- Jan van Deemter
- Born: 31 March 1918
- Died: 10 October 2004 (aged 86)
- Education: University of Groningen University of Amsterdam
- Known for: Van Deemter equation
- Scientific career
- Workplaces: Royal Dutch Shell
- Thesis: Theoretische en numerieke behandeling van ontwaterings- en infiltratie-stromings-problemen
- Doctoral advisor: Bartel Leendert van der Waerden

= Jan van Deemter =

Dutch physicist (1918–2004)

Jan Jozef van Deemter (31 March 1918 – 10 October 2004) was a Dutch physicist and engineer known for the Van Deemter equation in chromatography.
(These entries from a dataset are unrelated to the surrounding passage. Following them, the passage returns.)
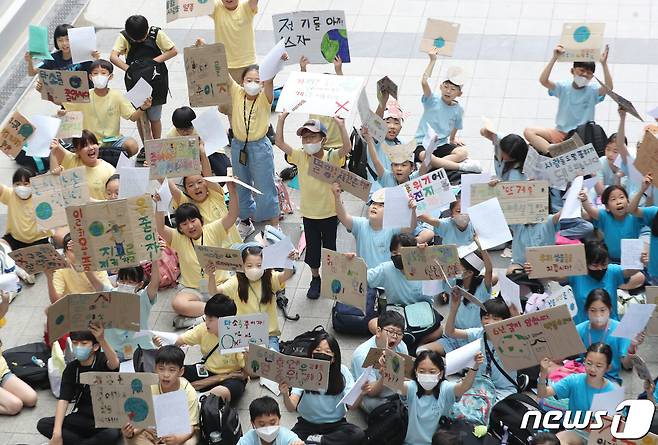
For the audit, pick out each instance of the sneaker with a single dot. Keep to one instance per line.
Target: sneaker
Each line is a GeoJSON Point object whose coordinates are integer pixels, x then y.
{"type": "Point", "coordinates": [314, 290]}
{"type": "Point", "coordinates": [470, 165]}
{"type": "Point", "coordinates": [246, 229]}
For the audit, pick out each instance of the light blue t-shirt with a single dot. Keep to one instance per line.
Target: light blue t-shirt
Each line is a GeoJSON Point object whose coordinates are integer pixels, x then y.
{"type": "Point", "coordinates": [580, 394]}
{"type": "Point", "coordinates": [321, 408]}
{"type": "Point", "coordinates": [576, 105]}
{"type": "Point", "coordinates": [614, 231]}
{"type": "Point", "coordinates": [425, 411]}
{"type": "Point", "coordinates": [372, 245]}
{"type": "Point", "coordinates": [443, 118]}
{"type": "Point", "coordinates": [582, 285]}
{"type": "Point", "coordinates": [359, 356]}
{"type": "Point", "coordinates": [125, 342]}
{"type": "Point", "coordinates": [285, 437]}
{"type": "Point", "coordinates": [503, 386]}
{"type": "Point", "coordinates": [619, 345]}
{"type": "Point", "coordinates": [468, 314]}
{"type": "Point", "coordinates": [399, 290]}
{"type": "Point", "coordinates": [531, 235]}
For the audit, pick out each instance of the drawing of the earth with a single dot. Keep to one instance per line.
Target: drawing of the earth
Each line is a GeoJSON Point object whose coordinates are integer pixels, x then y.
{"type": "Point", "coordinates": [334, 43]}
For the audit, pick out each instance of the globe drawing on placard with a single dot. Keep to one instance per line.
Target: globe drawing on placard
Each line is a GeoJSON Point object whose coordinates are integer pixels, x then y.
{"type": "Point", "coordinates": [334, 43]}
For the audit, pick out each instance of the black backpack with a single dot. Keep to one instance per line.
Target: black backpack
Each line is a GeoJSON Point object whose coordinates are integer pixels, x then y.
{"type": "Point", "coordinates": [218, 421]}
{"type": "Point", "coordinates": [591, 133]}
{"type": "Point", "coordinates": [19, 360]}
{"type": "Point", "coordinates": [141, 66]}
{"type": "Point", "coordinates": [387, 424]}
{"type": "Point", "coordinates": [300, 346]}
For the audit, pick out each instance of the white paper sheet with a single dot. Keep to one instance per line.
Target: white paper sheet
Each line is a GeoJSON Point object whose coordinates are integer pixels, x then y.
{"type": "Point", "coordinates": [272, 63]}
{"type": "Point", "coordinates": [489, 223]}
{"type": "Point", "coordinates": [83, 43]}
{"type": "Point", "coordinates": [139, 93]}
{"type": "Point", "coordinates": [635, 320]}
{"type": "Point", "coordinates": [45, 130]}
{"type": "Point", "coordinates": [276, 255]}
{"type": "Point", "coordinates": [631, 251]}
{"type": "Point", "coordinates": [172, 416]}
{"type": "Point", "coordinates": [462, 358]}
{"type": "Point", "coordinates": [572, 204]}
{"type": "Point", "coordinates": [353, 394]}
{"type": "Point", "coordinates": [467, 180]}
{"type": "Point", "coordinates": [133, 181]}
{"type": "Point", "coordinates": [397, 214]}
{"type": "Point", "coordinates": [211, 130]}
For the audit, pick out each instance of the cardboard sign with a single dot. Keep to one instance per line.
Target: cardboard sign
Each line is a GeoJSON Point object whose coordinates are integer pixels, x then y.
{"type": "Point", "coordinates": [393, 371]}
{"type": "Point", "coordinates": [523, 202]}
{"type": "Point", "coordinates": [348, 181]}
{"type": "Point", "coordinates": [183, 9]}
{"type": "Point", "coordinates": [647, 156]}
{"type": "Point", "coordinates": [222, 259]}
{"type": "Point", "coordinates": [564, 168]}
{"type": "Point", "coordinates": [207, 75]}
{"type": "Point", "coordinates": [297, 372]}
{"type": "Point", "coordinates": [64, 86]}
{"type": "Point", "coordinates": [75, 312]}
{"type": "Point", "coordinates": [173, 157]}
{"type": "Point", "coordinates": [582, 42]}
{"type": "Point", "coordinates": [51, 194]}
{"type": "Point", "coordinates": [421, 263]}
{"type": "Point", "coordinates": [557, 261]}
{"type": "Point", "coordinates": [430, 191]}
{"type": "Point", "coordinates": [323, 94]}
{"type": "Point", "coordinates": [14, 133]}
{"type": "Point", "coordinates": [71, 126]}
{"type": "Point", "coordinates": [38, 258]}
{"type": "Point", "coordinates": [318, 35]}
{"type": "Point", "coordinates": [441, 35]}
{"type": "Point", "coordinates": [236, 333]}
{"type": "Point", "coordinates": [114, 234]}
{"type": "Point", "coordinates": [523, 341]}
{"type": "Point", "coordinates": [121, 397]}
{"type": "Point", "coordinates": [345, 280]}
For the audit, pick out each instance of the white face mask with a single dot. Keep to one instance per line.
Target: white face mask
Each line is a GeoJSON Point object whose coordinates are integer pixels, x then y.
{"type": "Point", "coordinates": [254, 273]}
{"type": "Point", "coordinates": [580, 81]}
{"type": "Point", "coordinates": [23, 191]}
{"type": "Point", "coordinates": [268, 433]}
{"type": "Point", "coordinates": [312, 148]}
{"type": "Point", "coordinates": [252, 88]}
{"type": "Point", "coordinates": [428, 381]}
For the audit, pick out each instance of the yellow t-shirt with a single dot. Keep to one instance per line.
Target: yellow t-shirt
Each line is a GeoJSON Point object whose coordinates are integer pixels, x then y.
{"type": "Point", "coordinates": [213, 208]}
{"type": "Point", "coordinates": [102, 115]}
{"type": "Point", "coordinates": [68, 281]}
{"type": "Point", "coordinates": [97, 176]}
{"type": "Point", "coordinates": [191, 273]}
{"type": "Point", "coordinates": [260, 115]}
{"type": "Point", "coordinates": [317, 199]}
{"type": "Point", "coordinates": [235, 29]}
{"type": "Point", "coordinates": [253, 306]}
{"type": "Point", "coordinates": [216, 363]}
{"type": "Point", "coordinates": [21, 223]}
{"type": "Point", "coordinates": [122, 46]}
{"type": "Point", "coordinates": [190, 394]}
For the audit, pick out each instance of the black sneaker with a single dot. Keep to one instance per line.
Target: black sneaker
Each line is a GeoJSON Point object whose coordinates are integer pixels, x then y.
{"type": "Point", "coordinates": [314, 291]}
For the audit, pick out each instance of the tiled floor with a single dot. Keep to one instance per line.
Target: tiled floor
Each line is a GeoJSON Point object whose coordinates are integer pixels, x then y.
{"type": "Point", "coordinates": [503, 44]}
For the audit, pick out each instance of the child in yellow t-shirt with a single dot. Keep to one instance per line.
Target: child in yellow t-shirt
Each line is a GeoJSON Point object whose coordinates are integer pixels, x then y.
{"type": "Point", "coordinates": [254, 290]}
{"type": "Point", "coordinates": [317, 204]}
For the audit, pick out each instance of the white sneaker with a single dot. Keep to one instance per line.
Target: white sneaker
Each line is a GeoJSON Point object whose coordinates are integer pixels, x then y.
{"type": "Point", "coordinates": [470, 165]}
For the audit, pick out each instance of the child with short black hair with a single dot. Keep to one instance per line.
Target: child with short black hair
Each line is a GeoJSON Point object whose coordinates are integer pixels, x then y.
{"type": "Point", "coordinates": [92, 354]}
{"type": "Point", "coordinates": [265, 421]}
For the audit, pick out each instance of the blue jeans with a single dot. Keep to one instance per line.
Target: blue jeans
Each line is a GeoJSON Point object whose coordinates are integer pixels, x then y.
{"type": "Point", "coordinates": [258, 172]}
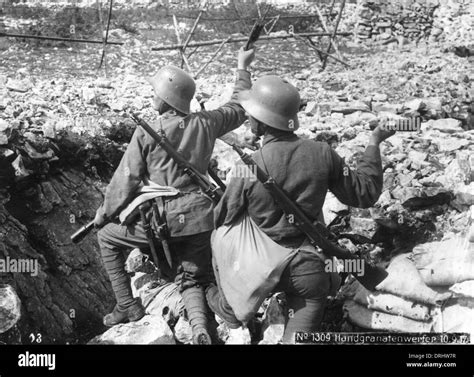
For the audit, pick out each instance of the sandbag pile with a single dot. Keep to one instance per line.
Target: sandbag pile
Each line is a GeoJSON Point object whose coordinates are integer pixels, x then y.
{"type": "Point", "coordinates": [416, 19]}
{"type": "Point", "coordinates": [429, 290]}
{"type": "Point", "coordinates": [382, 20]}
{"type": "Point", "coordinates": [10, 308]}
{"type": "Point", "coordinates": [460, 32]}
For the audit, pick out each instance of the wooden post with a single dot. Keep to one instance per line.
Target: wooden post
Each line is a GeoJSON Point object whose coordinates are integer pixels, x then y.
{"type": "Point", "coordinates": [334, 32]}
{"type": "Point", "coordinates": [327, 55]}
{"type": "Point", "coordinates": [211, 58]}
{"type": "Point", "coordinates": [184, 59]}
{"type": "Point", "coordinates": [106, 36]}
{"type": "Point", "coordinates": [323, 24]}
{"type": "Point", "coordinates": [244, 39]}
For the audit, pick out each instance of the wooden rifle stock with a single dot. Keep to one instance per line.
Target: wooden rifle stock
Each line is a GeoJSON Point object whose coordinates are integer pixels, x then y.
{"type": "Point", "coordinates": [82, 232]}
{"type": "Point", "coordinates": [372, 276]}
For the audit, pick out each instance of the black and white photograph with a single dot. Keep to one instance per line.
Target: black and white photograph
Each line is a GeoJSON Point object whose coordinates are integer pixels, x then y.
{"type": "Point", "coordinates": [271, 184]}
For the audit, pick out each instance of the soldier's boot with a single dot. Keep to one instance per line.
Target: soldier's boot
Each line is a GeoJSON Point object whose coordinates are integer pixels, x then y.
{"type": "Point", "coordinates": [195, 303]}
{"type": "Point", "coordinates": [132, 313]}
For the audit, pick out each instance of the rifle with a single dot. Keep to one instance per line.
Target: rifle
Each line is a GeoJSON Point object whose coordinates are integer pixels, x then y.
{"type": "Point", "coordinates": [256, 30]}
{"type": "Point", "coordinates": [206, 185]}
{"type": "Point", "coordinates": [82, 232]}
{"type": "Point", "coordinates": [317, 233]}
{"type": "Point", "coordinates": [214, 192]}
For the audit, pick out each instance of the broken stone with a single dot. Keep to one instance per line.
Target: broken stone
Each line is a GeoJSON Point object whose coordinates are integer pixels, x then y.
{"type": "Point", "coordinates": [433, 107]}
{"type": "Point", "coordinates": [4, 126]}
{"type": "Point", "coordinates": [10, 307]}
{"type": "Point", "coordinates": [332, 207]}
{"type": "Point", "coordinates": [50, 193]}
{"type": "Point", "coordinates": [34, 154]}
{"type": "Point", "coordinates": [88, 94]}
{"type": "Point", "coordinates": [183, 332]}
{"type": "Point", "coordinates": [363, 226]}
{"type": "Point", "coordinates": [151, 329]}
{"type": "Point", "coordinates": [428, 201]}
{"type": "Point", "coordinates": [49, 129]}
{"type": "Point", "coordinates": [448, 125]}
{"type": "Point", "coordinates": [19, 167]}
{"type": "Point", "coordinates": [414, 105]}
{"type": "Point", "coordinates": [405, 193]}
{"type": "Point", "coordinates": [450, 144]}
{"type": "Point", "coordinates": [349, 107]}
{"type": "Point", "coordinates": [239, 336]}
{"type": "Point", "coordinates": [464, 195]}
{"type": "Point", "coordinates": [379, 97]}
{"type": "Point", "coordinates": [135, 261]}
{"type": "Point", "coordinates": [6, 153]}
{"type": "Point", "coordinates": [385, 199]}
{"type": "Point", "coordinates": [118, 105]}
{"type": "Point", "coordinates": [417, 159]}
{"type": "Point", "coordinates": [464, 289]}
{"type": "Point", "coordinates": [311, 108]}
{"type": "Point", "coordinates": [379, 107]}
{"type": "Point", "coordinates": [21, 86]}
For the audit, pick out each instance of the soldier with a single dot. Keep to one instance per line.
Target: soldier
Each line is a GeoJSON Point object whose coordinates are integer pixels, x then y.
{"type": "Point", "coordinates": [189, 213]}
{"type": "Point", "coordinates": [305, 169]}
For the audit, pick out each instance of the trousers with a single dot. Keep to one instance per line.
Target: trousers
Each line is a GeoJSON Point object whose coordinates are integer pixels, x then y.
{"type": "Point", "coordinates": [191, 257]}
{"type": "Point", "coordinates": [306, 286]}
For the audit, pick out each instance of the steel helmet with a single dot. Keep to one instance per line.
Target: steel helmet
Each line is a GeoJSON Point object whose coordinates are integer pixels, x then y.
{"type": "Point", "coordinates": [274, 102]}
{"type": "Point", "coordinates": [175, 87]}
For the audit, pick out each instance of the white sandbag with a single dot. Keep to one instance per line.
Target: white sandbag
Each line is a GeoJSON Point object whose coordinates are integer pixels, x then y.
{"type": "Point", "coordinates": [464, 289]}
{"type": "Point", "coordinates": [445, 263]}
{"type": "Point", "coordinates": [375, 320]}
{"type": "Point", "coordinates": [404, 280]}
{"type": "Point", "coordinates": [391, 304]}
{"type": "Point", "coordinates": [151, 329]}
{"type": "Point", "coordinates": [10, 307]}
{"type": "Point", "coordinates": [457, 317]}
{"type": "Point", "coordinates": [248, 265]}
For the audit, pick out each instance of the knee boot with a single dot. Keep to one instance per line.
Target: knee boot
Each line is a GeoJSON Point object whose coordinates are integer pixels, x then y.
{"type": "Point", "coordinates": [196, 308]}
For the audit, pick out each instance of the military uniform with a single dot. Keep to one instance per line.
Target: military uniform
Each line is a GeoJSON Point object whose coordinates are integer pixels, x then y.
{"type": "Point", "coordinates": [189, 215]}
{"type": "Point", "coordinates": [305, 170]}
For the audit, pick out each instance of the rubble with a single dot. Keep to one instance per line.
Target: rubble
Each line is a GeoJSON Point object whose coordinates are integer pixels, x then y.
{"type": "Point", "coordinates": [10, 307]}
{"type": "Point", "coordinates": [62, 134]}
{"type": "Point", "coordinates": [151, 329]}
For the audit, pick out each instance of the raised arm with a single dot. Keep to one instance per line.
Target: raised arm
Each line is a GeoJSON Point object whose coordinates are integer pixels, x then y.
{"type": "Point", "coordinates": [360, 187]}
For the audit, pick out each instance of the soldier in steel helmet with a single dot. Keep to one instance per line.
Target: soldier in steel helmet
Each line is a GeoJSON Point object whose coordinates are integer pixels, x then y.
{"type": "Point", "coordinates": [189, 213]}
{"type": "Point", "coordinates": [305, 169]}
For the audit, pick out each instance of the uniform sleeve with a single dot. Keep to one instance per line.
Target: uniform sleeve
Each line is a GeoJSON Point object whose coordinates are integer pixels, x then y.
{"type": "Point", "coordinates": [126, 179]}
{"type": "Point", "coordinates": [231, 115]}
{"type": "Point", "coordinates": [360, 187]}
{"type": "Point", "coordinates": [234, 201]}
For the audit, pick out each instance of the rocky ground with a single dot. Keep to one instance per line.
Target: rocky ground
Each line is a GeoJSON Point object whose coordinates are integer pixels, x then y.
{"type": "Point", "coordinates": [63, 128]}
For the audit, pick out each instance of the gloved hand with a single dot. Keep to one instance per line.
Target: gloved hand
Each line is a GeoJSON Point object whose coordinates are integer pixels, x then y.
{"type": "Point", "coordinates": [248, 140]}
{"type": "Point", "coordinates": [379, 135]}
{"type": "Point", "coordinates": [99, 219]}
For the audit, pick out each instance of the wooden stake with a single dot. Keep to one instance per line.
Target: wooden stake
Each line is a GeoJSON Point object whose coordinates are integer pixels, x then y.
{"type": "Point", "coordinates": [334, 32]}
{"type": "Point", "coordinates": [106, 35]}
{"type": "Point", "coordinates": [323, 24]}
{"type": "Point", "coordinates": [211, 58]}
{"type": "Point", "coordinates": [244, 39]}
{"type": "Point", "coordinates": [184, 59]}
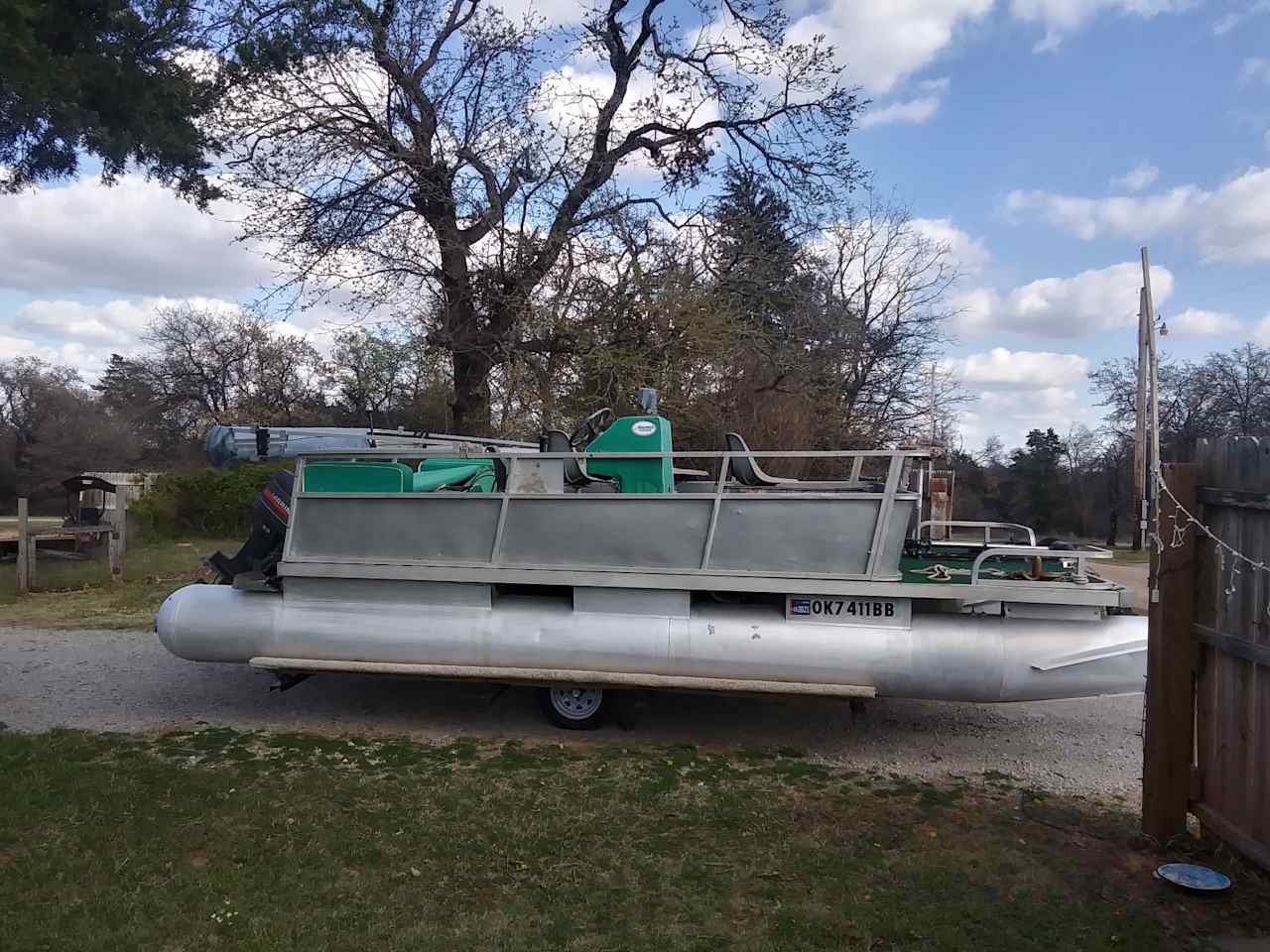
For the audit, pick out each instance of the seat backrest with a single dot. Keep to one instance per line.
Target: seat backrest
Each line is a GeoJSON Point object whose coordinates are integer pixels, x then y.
{"type": "Point", "coordinates": [357, 476]}
{"type": "Point", "coordinates": [558, 442]}
{"type": "Point", "coordinates": [742, 467]}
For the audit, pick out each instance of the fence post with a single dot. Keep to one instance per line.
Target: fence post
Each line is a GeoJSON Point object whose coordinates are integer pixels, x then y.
{"type": "Point", "coordinates": [23, 546]}
{"type": "Point", "coordinates": [1167, 742]}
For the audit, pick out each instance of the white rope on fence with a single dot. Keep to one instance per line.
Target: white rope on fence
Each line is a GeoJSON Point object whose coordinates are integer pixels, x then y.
{"type": "Point", "coordinates": [1223, 547]}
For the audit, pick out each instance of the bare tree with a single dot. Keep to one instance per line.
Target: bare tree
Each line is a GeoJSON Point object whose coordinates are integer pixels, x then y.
{"type": "Point", "coordinates": [881, 327]}
{"type": "Point", "coordinates": [212, 366]}
{"type": "Point", "coordinates": [436, 159]}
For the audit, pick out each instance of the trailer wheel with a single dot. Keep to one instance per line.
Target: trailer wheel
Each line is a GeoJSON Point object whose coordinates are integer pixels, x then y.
{"type": "Point", "coordinates": [574, 708]}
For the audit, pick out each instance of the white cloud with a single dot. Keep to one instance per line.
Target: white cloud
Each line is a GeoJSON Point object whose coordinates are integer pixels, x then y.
{"type": "Point", "coordinates": [553, 12]}
{"type": "Point", "coordinates": [84, 335]}
{"type": "Point", "coordinates": [1230, 222]}
{"type": "Point", "coordinates": [1021, 370]}
{"type": "Point", "coordinates": [1197, 322]}
{"type": "Point", "coordinates": [135, 238]}
{"type": "Point", "coordinates": [1010, 414]}
{"type": "Point", "coordinates": [1234, 18]}
{"type": "Point", "coordinates": [912, 112]}
{"type": "Point", "coordinates": [1138, 178]}
{"type": "Point", "coordinates": [968, 253]}
{"type": "Point", "coordinates": [86, 361]}
{"type": "Point", "coordinates": [114, 324]}
{"type": "Point", "coordinates": [884, 42]}
{"type": "Point", "coordinates": [1088, 302]}
{"type": "Point", "coordinates": [1261, 333]}
{"type": "Point", "coordinates": [1255, 68]}
{"type": "Point", "coordinates": [1064, 17]}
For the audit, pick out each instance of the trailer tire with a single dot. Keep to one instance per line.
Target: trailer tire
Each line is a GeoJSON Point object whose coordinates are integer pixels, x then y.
{"type": "Point", "coordinates": [575, 708]}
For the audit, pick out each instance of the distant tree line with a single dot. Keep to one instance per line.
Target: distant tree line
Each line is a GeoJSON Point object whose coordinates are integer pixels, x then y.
{"type": "Point", "coordinates": [1080, 484]}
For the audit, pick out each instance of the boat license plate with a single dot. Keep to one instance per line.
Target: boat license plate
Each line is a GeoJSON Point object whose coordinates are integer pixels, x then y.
{"type": "Point", "coordinates": [846, 610]}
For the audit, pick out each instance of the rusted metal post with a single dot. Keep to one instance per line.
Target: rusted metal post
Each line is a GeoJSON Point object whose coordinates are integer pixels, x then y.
{"type": "Point", "coordinates": [24, 543]}
{"type": "Point", "coordinates": [116, 555]}
{"type": "Point", "coordinates": [121, 517]}
{"type": "Point", "coordinates": [1167, 742]}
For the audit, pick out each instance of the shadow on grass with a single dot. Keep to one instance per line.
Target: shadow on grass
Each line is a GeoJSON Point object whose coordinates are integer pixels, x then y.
{"type": "Point", "coordinates": [218, 838]}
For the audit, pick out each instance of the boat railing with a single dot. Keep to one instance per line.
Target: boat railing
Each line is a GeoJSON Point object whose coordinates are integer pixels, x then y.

He obtained his doctorate in physics from the University of Amsterdam in June of 1950. Starting in 1947 he began work for Royal Dutch Shell as a researcher and it was there that he developed and published his article in 1956.

==Van Deemter equation==
The van Deemter equation relates the resolving power of a chromatographic column to the various flow and kinetic parameters which cause peak broadening through

$HETP = A + \frac{B}{u} + (C_s +C_m)\cdot u$

Where HETP is the height equivalent theoretical plate, A is the eddy-diffusion parameter, B is the longitudinal diffusion coefficient of the eluting material in the longitudinal direction, C is the resistance to mass transfer coefficient of the analyte between mobile and stationary phase, and u is the linear velocity of the column flow.